Tuesday April 20, 2010
Start: 6:30 pm
End: 9:00 pm

Join us for another "Dinner with the Author."  Larry and Colleen will provide a 4 course meal featuring spring ingredients.  Wow!  A night to tickle your brain AND your tongue! Please arrive at 6:30pm, dinner will be served promptly at 7:00pm.

About Connie:

 Connie Wanek was born in 1952 in Madison, Wisconsin. She is the second of six children. Her family moved to a small farm outside Green Bay when she was very young, and they relocated to Las Cruces, New Mexico when she was twelve. In 1990 she moved with her husband, Phil, and her daughter, Hannah, and son, Casey, to Phil's home town, Duluth, Minnesota, where she now lives. 

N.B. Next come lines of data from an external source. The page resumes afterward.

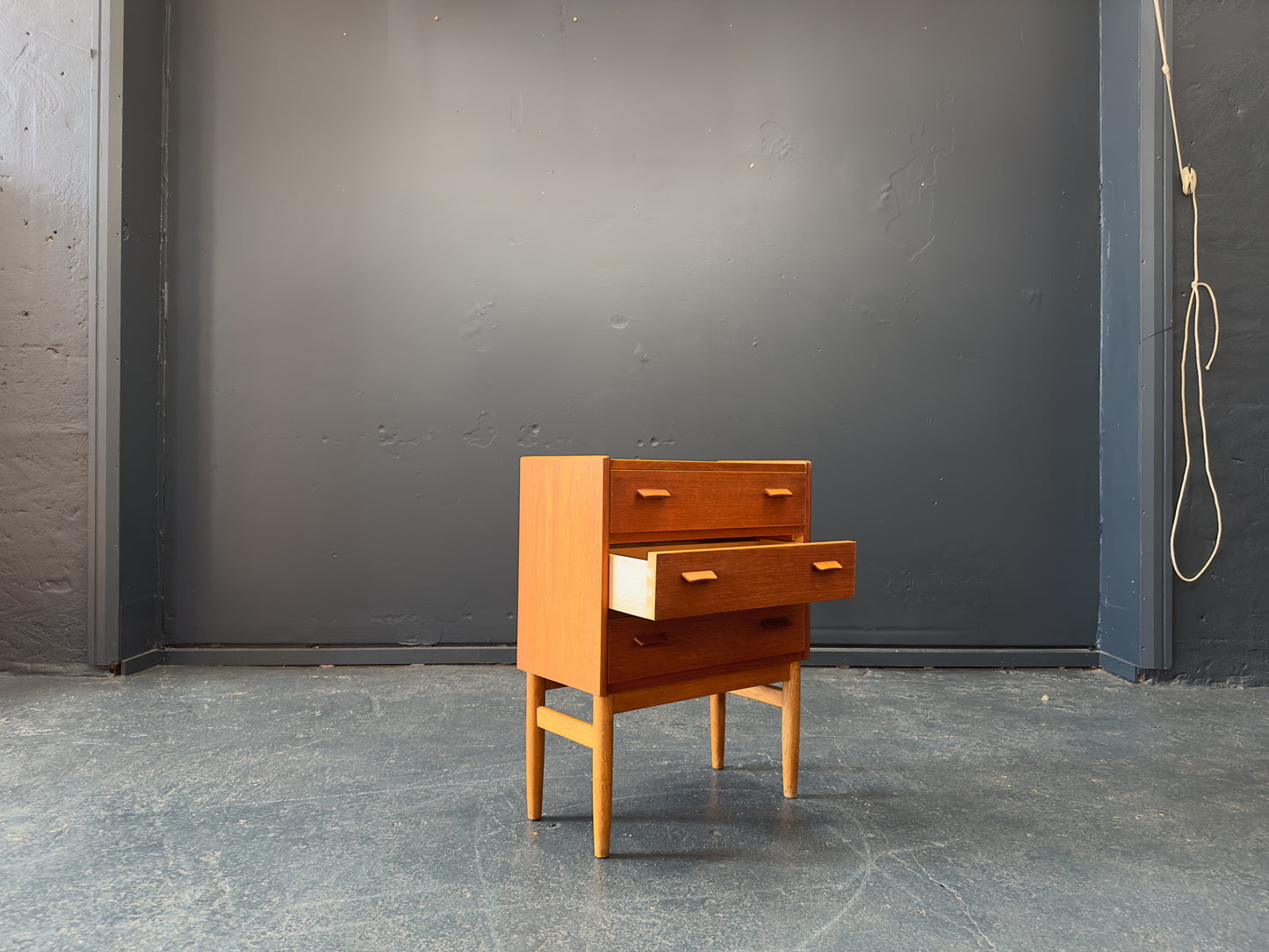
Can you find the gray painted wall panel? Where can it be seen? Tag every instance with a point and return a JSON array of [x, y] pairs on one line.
[[409, 250], [141, 325]]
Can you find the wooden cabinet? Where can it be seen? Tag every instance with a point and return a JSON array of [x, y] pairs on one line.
[[649, 581]]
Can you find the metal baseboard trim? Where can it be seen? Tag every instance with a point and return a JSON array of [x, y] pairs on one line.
[[140, 663], [1118, 667], [955, 658], [282, 655]]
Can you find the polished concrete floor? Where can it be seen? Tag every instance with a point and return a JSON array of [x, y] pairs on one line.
[[384, 809]]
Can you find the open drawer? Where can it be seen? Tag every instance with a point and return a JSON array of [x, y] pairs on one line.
[[675, 581]]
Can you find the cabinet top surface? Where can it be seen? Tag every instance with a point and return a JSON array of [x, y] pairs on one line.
[[702, 465]]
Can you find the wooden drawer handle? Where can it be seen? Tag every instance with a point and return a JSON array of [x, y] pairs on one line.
[[706, 575]]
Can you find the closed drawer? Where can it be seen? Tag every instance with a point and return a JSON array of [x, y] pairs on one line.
[[667, 501], [641, 649], [676, 581]]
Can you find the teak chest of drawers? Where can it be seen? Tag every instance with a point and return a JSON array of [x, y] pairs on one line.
[[647, 581]]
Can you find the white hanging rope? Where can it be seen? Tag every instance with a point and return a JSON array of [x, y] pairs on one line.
[[1189, 187]]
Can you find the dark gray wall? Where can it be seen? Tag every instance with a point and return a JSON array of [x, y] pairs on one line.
[[1221, 74], [407, 250], [45, 85], [141, 325]]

         As a child in the country outside Green Bay, she attended a one-room school, where a single teacher taught all eight grades (no kindergarten) to seventeen students. Connie and her sisters read a great deal, and drew and wrote poems and stories. Later, in high school and college, Connie retained her interest in the arts, and also she participated in sports, especially tennis, which she played seriously for many years, along with her father and brother.

        Poetry was a constant, whatever her circumstances and enterprises. While raising two children, she worked in a family solar heating business, and later she learned the skills necessary to restore old houses. Also, she worked for years at the Duluth Public Library, from which she retired in 2007.

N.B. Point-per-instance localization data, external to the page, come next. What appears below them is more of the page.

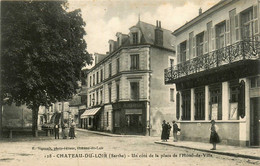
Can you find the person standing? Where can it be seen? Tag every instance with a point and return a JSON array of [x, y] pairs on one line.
[[72, 130], [175, 131], [214, 138], [56, 131], [168, 130], [164, 131]]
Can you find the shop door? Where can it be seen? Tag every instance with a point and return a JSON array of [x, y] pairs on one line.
[[254, 121]]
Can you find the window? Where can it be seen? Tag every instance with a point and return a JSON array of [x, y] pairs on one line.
[[200, 103], [255, 82], [135, 38], [109, 93], [97, 97], [93, 79], [89, 121], [247, 23], [110, 69], [172, 94], [134, 86], [117, 65], [134, 62], [97, 77], [93, 99], [107, 118], [171, 62], [215, 102], [101, 96], [90, 100], [117, 90], [101, 75], [90, 81], [199, 43], [183, 51], [186, 112], [220, 35], [233, 99]]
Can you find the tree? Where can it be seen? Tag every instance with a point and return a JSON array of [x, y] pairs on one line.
[[42, 53]]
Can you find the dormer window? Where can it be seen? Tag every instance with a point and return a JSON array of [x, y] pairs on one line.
[[135, 38]]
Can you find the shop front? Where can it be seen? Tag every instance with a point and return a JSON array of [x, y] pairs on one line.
[[129, 118]]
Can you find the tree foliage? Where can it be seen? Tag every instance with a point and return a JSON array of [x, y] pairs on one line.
[[42, 53]]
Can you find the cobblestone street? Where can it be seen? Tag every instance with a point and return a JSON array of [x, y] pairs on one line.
[[90, 148]]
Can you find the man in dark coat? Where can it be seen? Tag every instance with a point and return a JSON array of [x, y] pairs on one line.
[[56, 131], [175, 131]]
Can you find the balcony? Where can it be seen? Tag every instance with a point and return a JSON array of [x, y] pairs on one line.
[[248, 49]]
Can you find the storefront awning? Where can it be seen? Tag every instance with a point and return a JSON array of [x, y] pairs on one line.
[[90, 112]]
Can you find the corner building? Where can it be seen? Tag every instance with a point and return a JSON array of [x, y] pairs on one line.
[[217, 74], [126, 90]]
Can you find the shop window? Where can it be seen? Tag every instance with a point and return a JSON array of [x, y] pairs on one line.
[[186, 104], [134, 62], [200, 104], [255, 82], [171, 94], [183, 50], [134, 88]]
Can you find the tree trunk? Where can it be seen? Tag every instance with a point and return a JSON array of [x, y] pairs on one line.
[[35, 111]]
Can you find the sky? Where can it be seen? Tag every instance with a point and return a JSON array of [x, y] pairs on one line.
[[104, 18]]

        Her first book, Bonfire, won the New Rivers Press new voices award and was published in 1997. Her second, Hartley Field, appeared in 2002 from Holy Cow! Press. On Speaking Terms, her third book, was released on January 15, 2010, by Copper Canyon Press. Her poems have appeared in Poetry, The Atlantic Monthly, The Virginia Quarterly Review, Poetry East, Water-Stone, and many other publications over the years. In 2006, then Poet Laureate Ted Kooser named her a Witter Bynner Fellow of the Library of Congress. She also served as a co-editor with Joyce Sutphen and Thom Tammaro on the comprehensive anthology, To Sing Along the Way: Minnesota Women Poets from Pre-Territorial Days to the Present, which appeared in 2007 from New Rivers Press, and which has won several awards.